This is part one of a two-part blog. Read part two here.
Oasis International Hospital has begun offering a pregnancy loss support group. It’s an issue which affects the lives of many women: up to one in four women deal with the loss of a pregnancy in their lifetime. We spoke to two of Oasis’s staff members, Dr. Juliette Kinn, who obtained her MD and OB/GYN diplomas in France, and is a full time OB/GYN at Oasis, and Sylvia Huang who holds a masters of social work degree from the U.S. Lead by Sylvia Huang, the group is limited to four to five people per session. Meetings take place at Oasis, and are free to attend. Contact firstname.lastname@example.org for more information.
Getting over pregnancy loss can be difficult. What are some common reactions for women?
Huang (M.S.W.): Pregnancy loss can often trigger feelings of loss. Many women who lose their babies become suddenly afraid of losing everything else, be it their sanity, other relationships important to them, their faith in the world, or any hope for the future. Many, many women who go through this loss feel a deep need to grab onto other things in their life for fear of losing those, too. Also, it is normal to feel triggered into sadness in seeing other pregnant women, babies, holidays and anniversaries, playgrounds, doctor’s offices, advertisements for baby-related items. They may bring you to tears even when you feel strong.
What are some common reactions for partners and other family members?
Dr. Kinn: The partners are often supportive although they are grieving too. Some family members might put pressure on the woman, but as long as the woman is open to talk about it, e.g. the mother in law could have been through miscarriage too, she will understand that she is not alone in this situation.
What is miscarriage? What are some common misconceptions about miscarriage?
Dr. Kinn: Miscarriage means loss of an embryo or fetus before the 20th weeks of amenorrhea or, according to the World Health Organization (WHO), loss of an embryo or fetus less than 500g. Most miscarriages occur during the first 14 weeks of pregnancy. Women may blame themselves for pregnancy loss. They feel guilty and think that they are punished for what they did wrong. Some women may feel useless or cheated by their bodies.
In general, is there anything a woman can do to prevent pregnancy loss?
Dr. Kinn: Low levels of folic acid had been linked to miscarriage, so we usually prescribe folic acid or prenatal vitamins with folic acid as a dietary supplement to prevent miscarriage but not only. After three consecutive miscarriages, we will prescribe tests to find out if there are other factors such as Hughes Syndrome, lupus, thrombophilia, etc. Adapted treatment would be given according to the disease.
What are the risks of having a miscarriage?

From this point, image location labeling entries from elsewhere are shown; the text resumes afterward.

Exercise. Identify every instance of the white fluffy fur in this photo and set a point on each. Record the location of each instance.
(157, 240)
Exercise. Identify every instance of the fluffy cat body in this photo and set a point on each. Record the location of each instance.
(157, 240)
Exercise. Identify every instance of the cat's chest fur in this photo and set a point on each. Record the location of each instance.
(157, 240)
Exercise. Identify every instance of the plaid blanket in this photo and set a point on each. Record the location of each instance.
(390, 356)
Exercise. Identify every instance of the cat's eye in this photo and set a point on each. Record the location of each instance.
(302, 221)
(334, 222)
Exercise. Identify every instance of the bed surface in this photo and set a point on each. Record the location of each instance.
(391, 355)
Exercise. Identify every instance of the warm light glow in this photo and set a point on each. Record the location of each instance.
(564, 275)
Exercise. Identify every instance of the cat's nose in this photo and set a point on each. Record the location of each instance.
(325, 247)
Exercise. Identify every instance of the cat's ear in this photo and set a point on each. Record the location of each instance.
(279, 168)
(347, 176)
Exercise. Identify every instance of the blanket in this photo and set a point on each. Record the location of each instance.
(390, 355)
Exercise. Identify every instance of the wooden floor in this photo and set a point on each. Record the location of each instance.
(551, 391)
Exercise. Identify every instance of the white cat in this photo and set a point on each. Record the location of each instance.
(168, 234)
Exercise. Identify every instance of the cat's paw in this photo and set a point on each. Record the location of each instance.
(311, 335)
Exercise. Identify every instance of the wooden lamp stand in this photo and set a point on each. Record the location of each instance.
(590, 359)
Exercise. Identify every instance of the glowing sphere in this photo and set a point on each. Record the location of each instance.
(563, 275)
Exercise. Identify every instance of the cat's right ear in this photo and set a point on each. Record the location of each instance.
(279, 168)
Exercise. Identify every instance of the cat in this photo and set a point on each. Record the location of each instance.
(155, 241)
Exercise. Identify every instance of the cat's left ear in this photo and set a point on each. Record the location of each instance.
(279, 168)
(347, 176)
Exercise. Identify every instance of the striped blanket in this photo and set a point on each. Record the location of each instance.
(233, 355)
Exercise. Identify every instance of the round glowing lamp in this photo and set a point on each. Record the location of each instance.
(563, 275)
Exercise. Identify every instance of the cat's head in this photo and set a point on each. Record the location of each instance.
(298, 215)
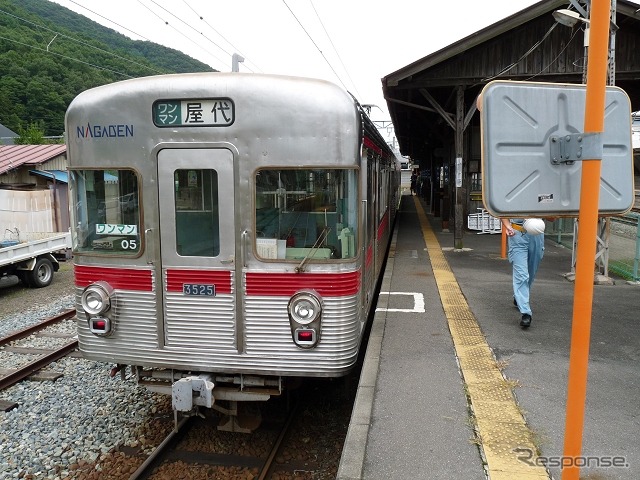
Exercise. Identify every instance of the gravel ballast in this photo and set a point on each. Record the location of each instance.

The frequency of the miscarriage is between 12 to 15 percent. First trimester miscarriage is the most frequent
– 31.9 percent before 7 weeks of amenorrhea
– 52,3 percent between 8 and 11 weeks of amenorrhea
– 11.1 percent between 12 and 15 weeks of amenorrhea
– 4,7 percent after the first trimester
Quenby, S.M., Farquharson, R.G. (1993) Predicting recurring miscarriage; what is important? Obstet Gynecol, 1993; 82:132-138.
Risks for miscarriage increase with the gravity (number of children) and mother’s age
10 percent at 25 years old
30 percent at 35 years old
50 percent at 42 years old
Striat, G.M. (1990) Recurrent miscarriage: definition and epidemiology. Lancet 1990; 336:673-675
When can couples try for another baby?
Dr. Kinn: There is no proof for the best date to try again. Some doctors give contraceptive pills for three months to facilitate endometrial renewal, and allow the couple to try again after three months. I used to do the same but I don’t anymore because there is no proof and according to my experience, it doesn’t change much. I will suggest to my patients to wait at least until after the next period to try again and I prescribe Folic Acid if they hadn’t already been taking it.
What can couples do to improve their chances for next time?
Dr. Kinn: Eat healthy, stay relaxed, avoid smoking, drinking alcohol, and stress, and take Folic Acid.